To run the application, you need to execute two commands in the command line (assuming that you have already started Docker), from the nllb-docker-demo directory:

docker build -t nllb .
docker run  -it -p 7860:7860 nllb

The first command will take a few minutes to build the image, but once it is built, the second command runs quite fast. Upon completion, it will run a web server that supports the endpoints defined above. As a bonus, FastAPI creates an endpoint with automatic documentation: http://localhost:7860/docs. It will show you the signatures of the endpoints, and will let you test both of them just from the browser.

As a direct test of the API, you can open http://localhost:7860/list-languages in your browser, and see the returned list of languages as a JSON object: {"Russian": "rus_Cyrl", "Tyvan": "tyv_Cyrl"}.

The /translate endpoint supports only POST requests, so you can’t easily test it with a browser. But you can test it e.g. with the curl tool:

curl -X 'POST' \
  'http://localhost:7860/translate' \
  -H 'accept: application/json' \
  -H 'Content-Type: application/json' \
  -d '{"text": "Нет войне!", "src_lang": "rus_Cyrl", "tgt_lang": "tyv_Cyrl"}'

(if you use Windows, you’ll have to write the command without \, in a single line, with ' replaced by " and " in the JSON body replaced by \")

curl -X "POST" http://localhost:7860/translate -H "Content-Type: application/json" -d "{\"text\": \"Нет войне!\", \"src_lang\": \"rus_Cyrl\", \"tgt_lang\": \"tyv_Cyrl\"}"

The command will call the translation service and return a JSON response:

{"translation":"Дайын-чаа чок!"}

You can deploy this backend application on some virtual server (e.g. AWS or DigitalOcean), and make your frontend app (e.g. a mobile application or a web frontend written in JS) talk to the backend with this API.

What next?

In this tutorial, I have shown how to examine a training dataset for machine translation, how to update the NLLB tokenizer with new tokens and a new language code, how to fine-tune a NLLB model, and how to publish and serve it.

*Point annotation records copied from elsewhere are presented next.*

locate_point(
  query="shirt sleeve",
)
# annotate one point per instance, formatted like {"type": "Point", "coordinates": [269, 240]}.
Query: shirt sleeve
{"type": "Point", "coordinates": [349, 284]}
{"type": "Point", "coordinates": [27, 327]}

This should be enough for creating a proof-of-concept machine translation service for a new language. However, there are some problems that I didn’t cover here (but may address in some future tutorials):

How to collect a parallel dataset for a new language from existing sources (some tips are in my paper about machine translation for Erzya)
How to organize manual translation to create even more parallel texts
How to clean and filter the existing parallel data (some tips are in my post about Bashkir corpus cleaning, in Russian)
How to prevent the model from forgetting other languages (the one in this tutorial has learned to translate only between Russian and Tyvan, but forgot how to translate into English)
How to decrease the model size (e.g. quantization and distillation), to make its deployment more affordable and faster. For example, ctranslate2 can quantize your model from float32 to int8 , which makes it 4 times smaller and 4 times faster, without significantly sacrificing the translation quality.
How to create an advanced machine translation system, robust both in terms of high load and translation quality.

If you want to contact me on any of these issues (or on some other), don’t hesitate to leave your comments here, or to write directly to my Telegram (@cointegrated). You can also subscribe to my channel about NLP (in Russian): https://t.me/izolenta_mebiusa.

And one last appeal: if you have data or models for lower-resourced languages, please publish them! Meta did a wonderful job by publishing the NLLB-200 models, but only as a community, we can truly make no language left behind, even if we address them just one at a time.